Segundo o ex-ministro, o objetivo é desenvolver em diversas frentes o conceito de empreendedorismo, com inovação social em uma relação de produção horizontalizada e sem a participação de atravessadores. O trabalho será realizado por incubadoras, como a que cuidará do programa de produção de alimentos orgânicos Bem Viver Alimentar. “Vamos melhorar a qualidade das sementes e das plantas e ampliar a produtividade de feijão guando, tomate, banana, aipim, e abóbora.” A prefeitura aposta ainda na criação de um polo de produção de jaca na região. “Existe uma demanda mundial enorme pela jaca, por conta da produção de alimentos veganos. Vamos começar a cadastrar produtores em agosto, para comprar a produção em fevereiro do ano que vem, em uma parceria com a empresa Açougue Vegano”, diz o ex-ministro.
Outra incubadora cuida da economia solidária, que organiza as famílias dependentes de complementação de renda e donas de algum tipo de negócio. “Tem o botequim, o salão de beleza, a vendedora de salgadinhos, a explicadora. Queremos organizar e desenvolver uma série de economias locais a partir dessa incubadora. E abrir microcrédito para que funcionem também de uma forma mais institucionalizada”, afirma Pansera. “O potencial da região tem de ser organizado e inovado para que gere emprego e fixe os moradores.”

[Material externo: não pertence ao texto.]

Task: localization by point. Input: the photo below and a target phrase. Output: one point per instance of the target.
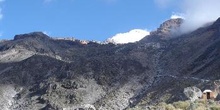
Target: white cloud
(47, 33)
(1, 14)
(48, 1)
(197, 13)
(177, 15)
(164, 3)
(129, 37)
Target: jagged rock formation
(193, 93)
(44, 73)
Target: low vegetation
(183, 105)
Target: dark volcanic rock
(38, 72)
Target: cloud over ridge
(196, 13)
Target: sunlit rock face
(39, 72)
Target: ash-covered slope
(39, 72)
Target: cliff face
(38, 72)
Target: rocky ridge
(44, 73)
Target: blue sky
(82, 19)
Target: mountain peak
(38, 35)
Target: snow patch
(128, 37)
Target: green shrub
(184, 105)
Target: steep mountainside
(39, 72)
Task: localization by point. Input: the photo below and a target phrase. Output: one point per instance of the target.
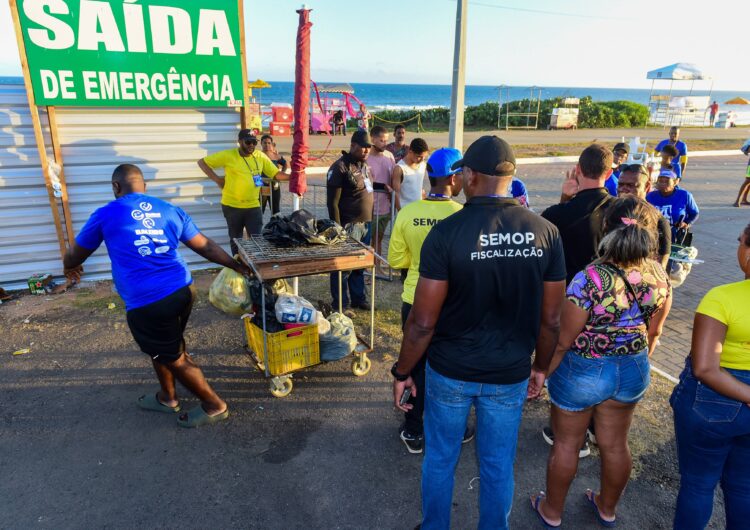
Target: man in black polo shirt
(580, 219)
(349, 201)
(490, 290)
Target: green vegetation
(592, 114)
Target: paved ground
(76, 453)
(653, 134)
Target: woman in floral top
(610, 324)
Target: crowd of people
(497, 303)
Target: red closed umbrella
(298, 179)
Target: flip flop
(590, 497)
(197, 417)
(151, 402)
(535, 507)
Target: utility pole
(456, 130)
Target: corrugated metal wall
(28, 238)
(165, 143)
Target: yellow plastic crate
(288, 350)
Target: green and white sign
(136, 53)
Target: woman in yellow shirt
(244, 169)
(711, 412)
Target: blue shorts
(580, 383)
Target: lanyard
(255, 162)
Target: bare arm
(705, 355)
(208, 249)
(210, 173)
(549, 332)
(396, 177)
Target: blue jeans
(713, 446)
(580, 383)
(447, 405)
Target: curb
(556, 160)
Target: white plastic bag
(291, 309)
(230, 292)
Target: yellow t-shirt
(729, 305)
(412, 225)
(239, 189)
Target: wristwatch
(398, 376)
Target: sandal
(151, 402)
(535, 500)
(591, 498)
(197, 416)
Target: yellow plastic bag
(230, 292)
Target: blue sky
(515, 42)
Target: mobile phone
(405, 396)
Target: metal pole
(295, 207)
(456, 131)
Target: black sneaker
(469, 434)
(549, 437)
(414, 442)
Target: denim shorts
(580, 383)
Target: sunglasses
(633, 167)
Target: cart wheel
(280, 387)
(361, 365)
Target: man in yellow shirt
(244, 169)
(410, 229)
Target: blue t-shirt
(518, 191)
(142, 234)
(611, 184)
(679, 204)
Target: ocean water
(392, 96)
(379, 96)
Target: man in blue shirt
(676, 204)
(142, 234)
(674, 139)
(619, 156)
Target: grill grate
(258, 250)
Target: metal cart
(292, 350)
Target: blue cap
(440, 162)
(668, 173)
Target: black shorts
(158, 327)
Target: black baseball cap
(362, 138)
(621, 146)
(486, 155)
(247, 134)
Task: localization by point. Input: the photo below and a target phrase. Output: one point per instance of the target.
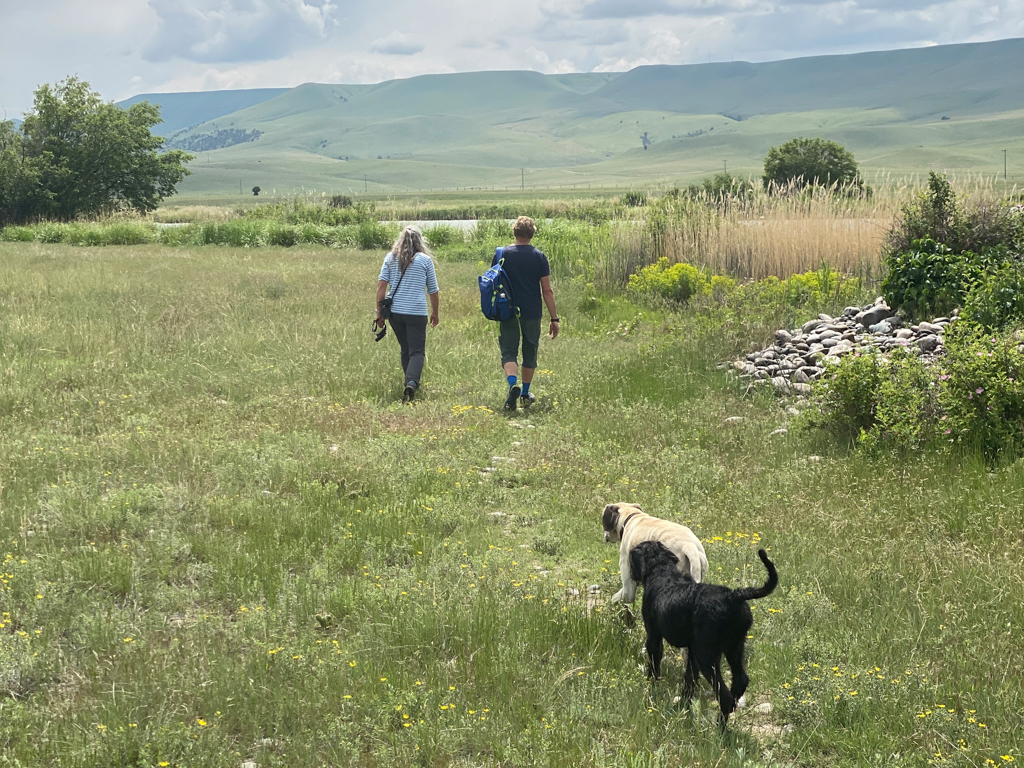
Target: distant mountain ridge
(180, 111)
(907, 109)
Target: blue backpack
(497, 301)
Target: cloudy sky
(124, 47)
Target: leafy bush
(635, 199)
(373, 236)
(803, 162)
(930, 276)
(879, 400)
(285, 236)
(939, 215)
(16, 235)
(443, 235)
(677, 283)
(996, 300)
(982, 391)
(846, 399)
(128, 233)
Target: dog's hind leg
(690, 678)
(734, 656)
(710, 665)
(655, 648)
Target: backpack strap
(401, 274)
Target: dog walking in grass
(629, 525)
(708, 620)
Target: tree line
(76, 155)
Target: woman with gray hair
(409, 271)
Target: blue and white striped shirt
(410, 298)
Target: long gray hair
(407, 246)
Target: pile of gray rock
(800, 356)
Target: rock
(872, 315)
(881, 329)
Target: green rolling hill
(952, 108)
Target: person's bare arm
(549, 300)
(433, 308)
(381, 293)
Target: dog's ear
(609, 518)
(637, 562)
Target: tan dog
(629, 524)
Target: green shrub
(878, 400)
(285, 236)
(677, 283)
(373, 236)
(982, 392)
(128, 233)
(50, 232)
(931, 278)
(17, 235)
(443, 235)
(937, 214)
(996, 300)
(634, 199)
(846, 397)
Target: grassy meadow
(223, 542)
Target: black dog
(708, 620)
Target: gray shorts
(526, 330)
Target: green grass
(224, 540)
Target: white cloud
(124, 47)
(236, 30)
(397, 43)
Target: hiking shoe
(513, 399)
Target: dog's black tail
(753, 593)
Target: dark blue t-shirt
(525, 265)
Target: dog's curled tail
(753, 593)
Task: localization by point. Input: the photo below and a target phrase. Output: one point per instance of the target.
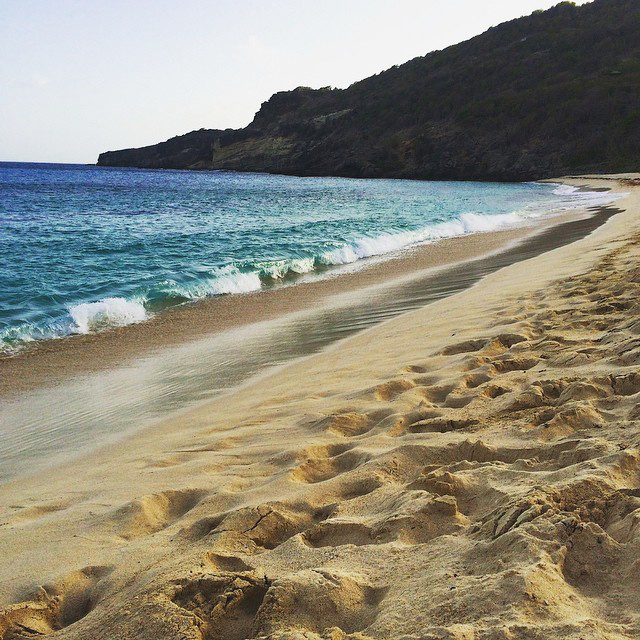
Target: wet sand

No quesito inovação, a menina dos olhos da gestão é o ônibus elétrico criado em parceria com a UFRJ. São três modelos em desenvolvimento – dois híbridos movidos a eletricidade e hidrogênio, ou a eletricidade e etanol, e um modelo puramente elétrico – com estratégia de industrialização e montagem em Maricá. “Aproveitamos os recursos que hoje chegam à cidade por conta de uma matriz energética poluente para investir em pesquisa e inovação e no desenvolvimento de uma indústria não poluente no pós-royalties. Nossa empresa pública de transportes está comprometida a comprar esses ônibus, que, quando estiverem plenamente desenvolvidos, serão inseridos em nossa frota”, garante Sardinha. Maricá, adianta o secretário, pretende disputar mercados e vender seus ônibus elétricos no Brasil e no exterior.Avanço. Em parceria com a UFRJ, a cidade aposta na produção de ônibus elétricos. Horta (alto) sucedeu Quaquá – Imagem: Prefeitura de Maricá/RJ
O economista e professor da UFRJ Mauro Osório, especialista em Planejamento Urbano e Regional, afirma que o mérito de Maricá foi conciliar a pandemia com a questão econômica: “Com os royalties, criou-se uma série de políticas muito bem concatenadas, que permitiram à cidade fazer aquilo que o governo federal, que tem muito mais recursos, deveria ter feito, ou seja, dar condições de ficar em casa a quem não tivesse meios para tanto. Maricá é um dos municípios que fizeram o inverso do governo federal, e fez o correto”. Além disso, a prefeitura apostou na vacinação em massa e, segundo levantamento da UFRJ, tinha 40% da população imunizada em julho do ano passado, reduzindo à metade a incidência geral do Coronavírus, em um dos melhores desempenhos do Brasil.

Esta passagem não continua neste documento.